Sugar cookies are a staple around Christmas time. Even though they are as simple as you can get as far as cookies go, I still love them because of their endless decorating possibilities. These snowflake cookies are one of my favorites. I’m including a very good sugar cookie recipe below, but if decorating is more your thing and you want to skip the baking there is no shame in using store bought cookie dough.
Rolled Sugar Cookies
3/4 cup butter, room temperature
1 cup white sugar
1/2 teaspoon vanilla extract
2-1/2 cups all-purpose flour
1 teaspoon baking powder
1/2 teaspoon salt
Cream together the butter and sugar until smooth and fluffy. Make sure that the butter is at room temperature before beating it. Creaming the butter and sugar adds air to the mixture and is one of the most important steps to follow if you want a good result.
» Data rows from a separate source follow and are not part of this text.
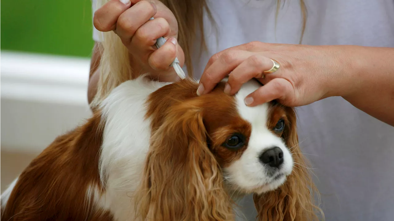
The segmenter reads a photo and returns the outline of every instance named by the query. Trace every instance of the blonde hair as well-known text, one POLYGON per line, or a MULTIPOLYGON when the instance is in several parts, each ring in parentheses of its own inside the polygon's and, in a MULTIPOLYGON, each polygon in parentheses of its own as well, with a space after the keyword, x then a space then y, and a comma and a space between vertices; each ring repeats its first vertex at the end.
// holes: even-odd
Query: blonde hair
MULTIPOLYGON (((99 8, 109 0, 98 0, 96 8, 99 8)), ((214 22, 206 4, 206 0, 160 0, 174 13, 178 22, 178 42, 185 53, 185 63, 189 76, 193 75, 191 59, 192 45, 199 30, 201 46, 206 48, 204 39, 203 14, 205 10, 211 22, 214 22)), ((277 16, 281 5, 277 0, 277 16)), ((302 35, 305 29, 306 9, 304 0, 300 0, 303 16, 302 35)), ((103 39, 99 47, 101 58, 99 66, 100 76, 97 93, 90 105, 97 106, 111 91, 121 83, 134 79, 139 74, 130 66, 129 53, 120 39, 113 31, 102 33, 103 39)))

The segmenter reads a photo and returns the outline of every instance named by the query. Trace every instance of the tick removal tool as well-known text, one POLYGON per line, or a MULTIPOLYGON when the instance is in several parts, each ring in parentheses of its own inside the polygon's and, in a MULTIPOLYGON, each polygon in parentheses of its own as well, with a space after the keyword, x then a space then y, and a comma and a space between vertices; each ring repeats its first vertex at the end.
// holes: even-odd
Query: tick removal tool
MULTIPOLYGON (((154 18, 152 17, 152 18, 151 18, 149 20, 152 20, 154 19, 154 18)), ((165 43, 165 39, 163 37, 160 37, 160 38, 157 39, 156 40, 156 43, 154 44, 154 45, 156 46, 156 47, 158 48, 159 48, 163 46, 163 45, 165 43)), ((183 72, 183 70, 182 70, 182 68, 179 65, 179 60, 178 59, 178 58, 175 58, 175 60, 174 60, 172 64, 171 64, 170 65, 170 66, 174 68, 174 69, 175 70, 175 72, 177 72, 177 74, 179 76, 179 77, 180 77, 181 79, 183 80, 185 79, 185 77, 186 77, 186 76, 185 76, 185 72, 183 72)))

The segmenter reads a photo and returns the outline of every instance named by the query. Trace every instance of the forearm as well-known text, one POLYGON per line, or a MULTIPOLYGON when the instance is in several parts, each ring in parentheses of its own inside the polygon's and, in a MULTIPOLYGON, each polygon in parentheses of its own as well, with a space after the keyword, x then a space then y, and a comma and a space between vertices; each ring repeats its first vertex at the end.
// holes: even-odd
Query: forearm
MULTIPOLYGON (((394 48, 351 46, 350 77, 340 95, 356 107, 394 126, 394 48)), ((343 73, 346 75, 346 71, 343 73)))

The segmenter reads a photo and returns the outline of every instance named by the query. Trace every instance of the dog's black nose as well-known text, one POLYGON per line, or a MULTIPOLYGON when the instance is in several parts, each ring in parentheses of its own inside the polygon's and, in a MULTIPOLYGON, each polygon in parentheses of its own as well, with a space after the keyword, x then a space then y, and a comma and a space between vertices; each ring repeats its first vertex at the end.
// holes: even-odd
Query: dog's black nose
POLYGON ((283 163, 283 152, 278 147, 264 151, 259 158, 263 163, 272 167, 279 167, 283 163))

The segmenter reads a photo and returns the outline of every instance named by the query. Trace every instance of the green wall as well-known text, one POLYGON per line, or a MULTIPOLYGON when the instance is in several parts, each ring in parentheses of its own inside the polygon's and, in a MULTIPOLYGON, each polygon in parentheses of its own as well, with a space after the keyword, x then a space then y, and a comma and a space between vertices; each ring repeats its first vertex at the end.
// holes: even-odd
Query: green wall
POLYGON ((0 0, 0 50, 90 56, 91 0, 0 0))

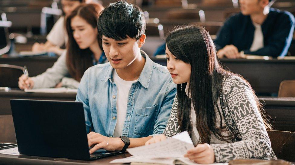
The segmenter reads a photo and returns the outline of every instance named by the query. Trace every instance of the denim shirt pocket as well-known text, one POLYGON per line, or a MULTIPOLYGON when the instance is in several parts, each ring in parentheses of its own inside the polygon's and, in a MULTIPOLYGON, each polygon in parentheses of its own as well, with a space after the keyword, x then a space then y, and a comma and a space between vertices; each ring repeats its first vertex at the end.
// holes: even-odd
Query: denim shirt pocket
POLYGON ((150 132, 152 133, 158 106, 158 104, 156 104, 152 107, 136 109, 134 127, 135 134, 143 136, 150 132))

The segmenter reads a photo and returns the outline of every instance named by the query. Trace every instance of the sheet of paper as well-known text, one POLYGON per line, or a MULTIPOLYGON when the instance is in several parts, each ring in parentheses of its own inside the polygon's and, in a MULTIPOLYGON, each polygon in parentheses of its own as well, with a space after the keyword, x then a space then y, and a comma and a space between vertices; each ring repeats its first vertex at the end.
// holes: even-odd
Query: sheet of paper
MULTIPOLYGON (((183 164, 183 163, 184 163, 185 164, 187 164, 188 165, 197 165, 198 164, 198 164, 197 163, 195 163, 191 161, 189 159, 187 158, 187 157, 179 157, 177 159, 177 162, 179 161, 179 160, 180 160, 183 163, 181 164, 183 164)), ((177 163, 176 163, 177 164, 177 163)), ((214 165, 227 165, 229 164, 228 163, 214 163, 213 164, 211 164, 214 165)))
POLYGON ((129 163, 131 162, 140 162, 149 163, 155 163, 157 164, 173 164, 174 161, 173 158, 167 158, 166 159, 148 159, 143 158, 142 157, 131 156, 123 159, 115 159, 110 163, 129 163))
POLYGON ((194 147, 187 131, 164 140, 148 145, 127 149, 131 155, 147 159, 182 157, 194 147))
MULTIPOLYGON (((164 159, 148 159, 145 158, 131 156, 123 159, 118 159, 111 162, 111 163, 129 163, 132 162, 139 162, 163 164, 187 164, 188 165, 199 165, 186 157, 170 158, 164 159)), ((228 163, 215 163, 210 164, 212 165, 228 165, 228 163)))
POLYGON ((0 154, 18 155, 20 154, 18 153, 18 149, 17 147, 14 147, 11 148, 0 150, 0 154))
POLYGON ((23 56, 38 56, 47 54, 47 52, 46 51, 38 51, 35 52, 32 51, 21 51, 19 52, 19 55, 23 56))
POLYGON ((76 93, 77 89, 74 89, 65 87, 49 88, 35 88, 25 89, 26 92, 42 93, 76 93))

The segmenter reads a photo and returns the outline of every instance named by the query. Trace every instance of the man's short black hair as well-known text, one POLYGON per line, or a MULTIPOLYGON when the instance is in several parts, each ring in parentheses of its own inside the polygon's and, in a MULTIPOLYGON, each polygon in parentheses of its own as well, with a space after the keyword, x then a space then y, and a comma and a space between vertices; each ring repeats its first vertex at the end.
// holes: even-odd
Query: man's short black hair
POLYGON ((137 6, 125 1, 111 3, 100 13, 97 30, 101 36, 117 41, 128 36, 138 40, 145 31, 143 13, 137 6))

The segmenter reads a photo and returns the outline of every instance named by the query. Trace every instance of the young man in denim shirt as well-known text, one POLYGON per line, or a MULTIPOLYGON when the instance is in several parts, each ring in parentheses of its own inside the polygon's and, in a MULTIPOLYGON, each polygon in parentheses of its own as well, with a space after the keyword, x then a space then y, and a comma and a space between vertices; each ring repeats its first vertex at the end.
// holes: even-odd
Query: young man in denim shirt
POLYGON ((92 131, 87 135, 90 153, 101 148, 124 151, 163 133, 176 86, 167 68, 140 50, 145 21, 138 6, 111 4, 97 26, 110 63, 85 72, 76 101, 83 103, 87 131, 92 131))

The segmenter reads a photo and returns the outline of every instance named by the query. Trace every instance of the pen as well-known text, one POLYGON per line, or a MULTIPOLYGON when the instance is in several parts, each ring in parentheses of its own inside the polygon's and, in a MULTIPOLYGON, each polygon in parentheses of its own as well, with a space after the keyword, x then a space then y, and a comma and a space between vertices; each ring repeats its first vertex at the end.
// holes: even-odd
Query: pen
MULTIPOLYGON (((24 74, 27 77, 27 79, 28 79, 29 72, 28 71, 26 66, 24 66, 24 70, 23 70, 23 71, 24 72, 24 74)), ((29 85, 28 85, 28 87, 29 88, 30 87, 30 84, 29 84, 29 85)))

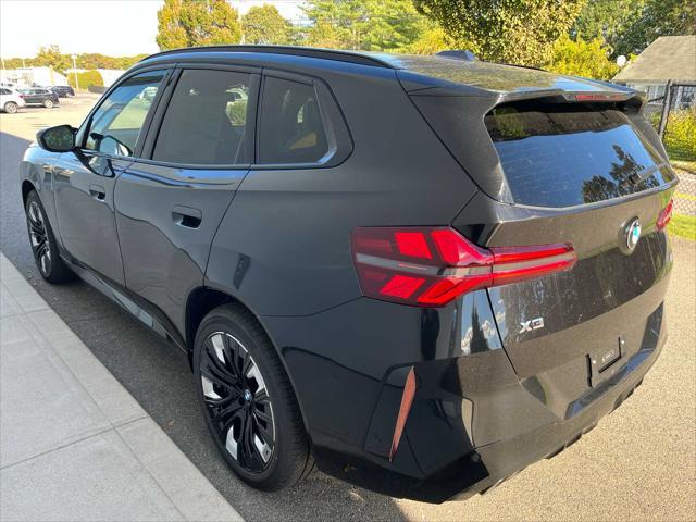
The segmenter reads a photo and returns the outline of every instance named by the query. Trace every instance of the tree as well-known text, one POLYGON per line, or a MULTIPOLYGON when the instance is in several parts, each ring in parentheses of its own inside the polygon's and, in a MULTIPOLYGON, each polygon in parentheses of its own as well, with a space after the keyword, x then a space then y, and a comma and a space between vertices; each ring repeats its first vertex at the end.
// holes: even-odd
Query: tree
POLYGON ((414 0, 461 47, 478 58, 540 66, 554 42, 575 22, 586 0, 414 0))
POLYGON ((609 54, 610 49, 601 37, 585 41, 563 35, 554 44, 551 61, 546 69, 559 74, 610 79, 619 72, 619 66, 609 59, 609 54))
POLYGON ((32 60, 32 65, 36 67, 51 67, 53 71, 65 71, 72 66, 67 54, 62 54, 58 46, 39 48, 36 58, 32 60))
POLYGON ((290 38, 290 23, 275 5, 254 7, 241 18, 246 44, 281 45, 290 38))
POLYGON ((313 22, 308 44, 321 47, 395 51, 427 27, 411 0, 310 0, 303 9, 313 22))
POLYGON ((331 22, 319 20, 307 32, 304 44, 324 49, 345 48, 341 33, 331 22))
MULTIPOLYGON (((99 71, 85 71, 84 73, 77 73, 77 83, 80 89, 88 89, 92 86, 103 87, 104 79, 99 74, 99 71)), ((67 75, 67 84, 71 87, 76 87, 74 74, 67 75)))
POLYGON ((588 0, 571 36, 581 35, 585 40, 600 37, 613 50, 630 21, 638 17, 644 8, 645 0, 588 0))
POLYGON ((241 37, 237 11, 226 0, 164 0, 157 18, 161 50, 238 44, 241 37))
POLYGON ((452 39, 447 36, 445 29, 436 24, 426 27, 418 39, 409 45, 405 50, 412 54, 435 54, 446 49, 453 49, 452 39))

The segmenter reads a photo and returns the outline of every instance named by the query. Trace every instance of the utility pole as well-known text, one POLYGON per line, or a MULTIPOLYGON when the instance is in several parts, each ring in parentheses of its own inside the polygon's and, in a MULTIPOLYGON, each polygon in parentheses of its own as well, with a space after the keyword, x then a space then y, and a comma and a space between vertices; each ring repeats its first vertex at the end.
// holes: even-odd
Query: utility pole
POLYGON ((70 58, 73 59, 73 74, 75 75, 75 89, 79 89, 79 82, 77 79, 77 62, 75 61, 77 57, 73 52, 70 58))
POLYGON ((237 21, 239 22, 239 30, 241 30, 241 38, 239 40, 239 44, 244 46, 246 42, 246 38, 244 35, 244 25, 241 24, 241 0, 239 0, 239 7, 237 8, 237 21))

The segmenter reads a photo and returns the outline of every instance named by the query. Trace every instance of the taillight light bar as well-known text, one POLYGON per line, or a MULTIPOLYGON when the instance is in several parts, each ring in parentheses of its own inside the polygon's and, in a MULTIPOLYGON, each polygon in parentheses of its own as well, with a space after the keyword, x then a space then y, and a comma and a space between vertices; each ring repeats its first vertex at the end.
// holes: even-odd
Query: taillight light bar
POLYGON ((662 210, 660 210, 659 215, 657 216, 657 228, 658 231, 662 231, 667 224, 672 219, 672 209, 674 208, 674 200, 670 199, 670 202, 667 203, 662 210))
POLYGON ((482 248, 449 227, 360 227, 351 235, 366 297, 443 307, 468 291, 570 270, 568 244, 482 248))

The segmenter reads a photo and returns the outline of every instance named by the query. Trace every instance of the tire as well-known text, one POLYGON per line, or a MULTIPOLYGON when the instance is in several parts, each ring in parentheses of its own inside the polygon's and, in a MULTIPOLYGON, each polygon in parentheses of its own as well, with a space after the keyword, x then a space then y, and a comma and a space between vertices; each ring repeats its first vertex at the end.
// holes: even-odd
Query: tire
POLYGON ((312 470, 290 381, 268 335, 244 307, 225 304, 206 315, 196 334, 194 378, 208 430, 244 482, 274 492, 312 470))
POLYGON ((36 268, 41 276, 52 284, 66 283, 75 278, 75 274, 67 268, 58 253, 58 245, 51 224, 36 190, 32 190, 24 207, 26 226, 29 233, 29 244, 36 261, 36 268))

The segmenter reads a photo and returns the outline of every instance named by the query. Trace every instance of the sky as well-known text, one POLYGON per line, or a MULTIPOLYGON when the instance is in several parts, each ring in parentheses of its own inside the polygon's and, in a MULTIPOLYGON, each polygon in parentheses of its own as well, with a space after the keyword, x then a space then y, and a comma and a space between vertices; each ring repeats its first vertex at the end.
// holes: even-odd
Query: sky
MULTIPOLYGON (((301 0, 229 0, 244 14, 252 5, 275 4, 287 18, 301 17, 301 0)), ((163 0, 0 0, 0 55, 34 57, 55 44, 65 53, 112 57, 159 49, 157 12, 163 0)))

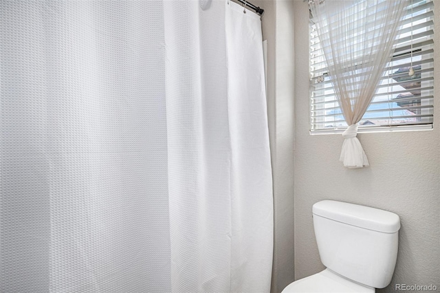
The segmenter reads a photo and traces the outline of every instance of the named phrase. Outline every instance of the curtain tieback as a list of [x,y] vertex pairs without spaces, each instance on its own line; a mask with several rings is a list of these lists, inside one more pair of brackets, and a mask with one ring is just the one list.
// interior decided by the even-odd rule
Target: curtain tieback
[[352,124],[345,129],[345,131],[342,133],[344,138],[355,138],[358,135],[358,123]]

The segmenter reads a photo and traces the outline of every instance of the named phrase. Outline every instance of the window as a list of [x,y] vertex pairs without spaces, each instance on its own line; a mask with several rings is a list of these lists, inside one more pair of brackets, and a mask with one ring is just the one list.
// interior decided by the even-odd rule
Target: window
[[[359,132],[432,129],[433,8],[433,0],[410,2],[393,58],[384,68],[376,94],[359,122]],[[313,20],[309,28],[311,133],[342,132],[347,124],[327,76]],[[415,74],[409,76],[411,59]]]

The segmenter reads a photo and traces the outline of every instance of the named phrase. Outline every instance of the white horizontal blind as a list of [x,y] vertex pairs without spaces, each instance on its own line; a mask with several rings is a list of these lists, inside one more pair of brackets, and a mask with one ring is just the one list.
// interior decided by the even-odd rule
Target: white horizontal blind
[[[391,61],[384,68],[384,76],[371,104],[359,122],[360,132],[432,129],[433,10],[433,0],[410,1],[396,49]],[[342,132],[347,124],[327,75],[313,19],[309,28],[311,132]],[[411,55],[415,74],[410,76]]]

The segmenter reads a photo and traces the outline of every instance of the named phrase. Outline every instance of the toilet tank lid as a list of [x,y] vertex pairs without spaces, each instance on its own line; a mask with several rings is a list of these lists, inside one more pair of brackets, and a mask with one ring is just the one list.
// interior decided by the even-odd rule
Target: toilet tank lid
[[379,208],[334,200],[323,200],[314,204],[314,215],[349,225],[385,233],[400,229],[400,219],[394,213]]

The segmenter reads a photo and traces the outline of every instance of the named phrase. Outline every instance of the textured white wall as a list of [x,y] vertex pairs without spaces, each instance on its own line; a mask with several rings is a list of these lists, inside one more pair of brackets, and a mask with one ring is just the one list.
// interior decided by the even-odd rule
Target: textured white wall
[[324,268],[315,241],[311,206],[322,199],[335,199],[400,216],[395,275],[388,287],[377,292],[394,292],[396,283],[432,283],[440,288],[440,1],[434,1],[434,130],[359,135],[371,164],[362,169],[345,169],[338,161],[340,135],[309,134],[308,7],[302,0],[294,2],[296,279]]

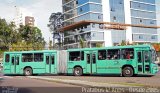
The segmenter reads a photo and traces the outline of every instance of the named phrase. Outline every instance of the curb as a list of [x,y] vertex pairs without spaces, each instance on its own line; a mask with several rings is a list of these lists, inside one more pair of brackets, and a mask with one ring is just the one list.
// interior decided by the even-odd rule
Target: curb
[[100,83],[100,82],[90,82],[90,81],[82,81],[82,80],[67,80],[67,79],[55,79],[55,78],[46,78],[46,77],[37,77],[37,76],[27,76],[31,79],[39,79],[52,81],[56,83],[64,83],[85,87],[140,87],[140,86],[132,86],[132,85],[122,85],[122,84],[111,84],[111,83]]

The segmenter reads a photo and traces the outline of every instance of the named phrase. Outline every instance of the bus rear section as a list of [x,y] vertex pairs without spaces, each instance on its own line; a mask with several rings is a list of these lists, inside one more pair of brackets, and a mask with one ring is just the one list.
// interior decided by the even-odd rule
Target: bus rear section
[[155,75],[155,50],[150,45],[116,46],[68,50],[69,74]]
[[57,74],[57,51],[21,51],[4,53],[4,74]]

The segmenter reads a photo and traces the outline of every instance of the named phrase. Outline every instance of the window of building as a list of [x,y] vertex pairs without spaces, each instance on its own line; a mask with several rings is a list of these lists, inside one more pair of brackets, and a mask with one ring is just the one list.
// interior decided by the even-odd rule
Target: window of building
[[43,53],[34,53],[34,62],[42,62]]
[[22,62],[33,62],[33,54],[32,53],[22,54]]
[[134,59],[134,49],[122,49],[121,50],[122,59]]
[[5,62],[9,62],[9,58],[10,58],[9,54],[6,54],[5,55]]
[[106,50],[99,50],[98,51],[98,60],[105,60],[106,59]]
[[74,52],[69,52],[69,60],[70,61],[80,61],[84,60],[84,52],[80,51],[74,51]]
[[151,36],[151,39],[156,39],[156,36]]
[[107,51],[108,60],[117,60],[120,59],[120,50],[119,49],[110,49]]

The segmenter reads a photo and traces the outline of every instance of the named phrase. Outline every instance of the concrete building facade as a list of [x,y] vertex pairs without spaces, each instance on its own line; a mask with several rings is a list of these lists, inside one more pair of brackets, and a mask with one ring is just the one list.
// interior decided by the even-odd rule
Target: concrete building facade
[[[144,25],[127,26],[126,29],[102,29],[101,24],[90,23],[64,31],[64,47],[78,48],[83,38],[89,47],[113,46],[122,42],[160,42],[158,26],[159,0],[62,0],[64,26],[83,20],[115,22],[120,24]],[[160,4],[160,3],[159,3]],[[149,26],[149,27],[148,27]],[[151,26],[151,27],[150,27]]]
[[18,28],[20,25],[30,25],[34,26],[35,19],[31,12],[24,8],[20,8],[15,6],[15,17],[13,22],[15,23],[16,27]]

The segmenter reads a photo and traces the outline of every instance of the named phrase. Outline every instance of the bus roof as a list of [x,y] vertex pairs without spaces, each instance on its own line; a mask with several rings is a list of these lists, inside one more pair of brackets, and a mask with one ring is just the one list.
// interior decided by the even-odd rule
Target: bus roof
[[151,45],[127,45],[127,46],[112,46],[112,47],[101,47],[101,48],[79,48],[79,49],[68,49],[68,51],[83,51],[83,50],[98,50],[98,49],[119,49],[119,48],[145,48],[151,47]]
[[9,51],[4,53],[43,53],[43,52],[57,52],[57,50],[30,50],[30,51]]

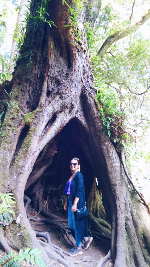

Tip: It may take up to 8 minutes to get a smooth mixture.
Next, mix in the eggs one at a time. Then add the vanilla. Mix in the flower, baking powder and salt.
Rap the dough in saran wrap and cool in the refrigerator for at least an hour, preferably overnight. I prefer to divide the dough into three sections and wrapping them individually. That way you can keep the dough cool as you work with part of it.
Tip: Roll the dough into tubes before cooling if you are going to make round cookies. Then all you have to do is slice off 1/4 inch slices and bake.
Preheat the oven to 400 degrees. Roll out the cooled dough to 1/4 inch thick and cut out using your favorite cookie cutter shapes. I really like snowflakes for winter time. Place on an ungreased cookie sheet and bake 6-8 minutes. Cool completely before decorating.
Now the trick to a well decorated cookie is all in the icing. If you can master the right consistency you will be able to make some really neat designs.
1 egg white
3.5-4 cups powdered sugar (you probably won’t use it all)
.5 tsp lemon juice (you can always substitute and extract like vanilla)
1-2 Tbs. water
Add the egg white and lemon together in a mixer. Using the paddle attachment start mixing. Slowly add small amounts of powdered sugar at a time to the mixture making sure it is well incorporated before adding more. You may need to add a bit of water in order to get a good piping consistency which will look like whipped cream (or toothpaste), having soft peaks. Add a small amount of food coloring to create the color that you want.
Don’t worry about how much of each ingredient you are using. It is more about the consistency of the end product than it is about exact measurements. It’s a feel. It gets easier the more you make it.
To make a frosting to ‘flood’ the cookie with all you need to do is add a small amount of water to the royal icing until it becomes runny and pourable.
Tip: Before you just pour the flooding frosting over the cookie consider piping a small outline around the cookie with the piping frosting. By outlining it first with the thicker frosting you will be able to pour the flooding frosting over the cookie without it running over the sides.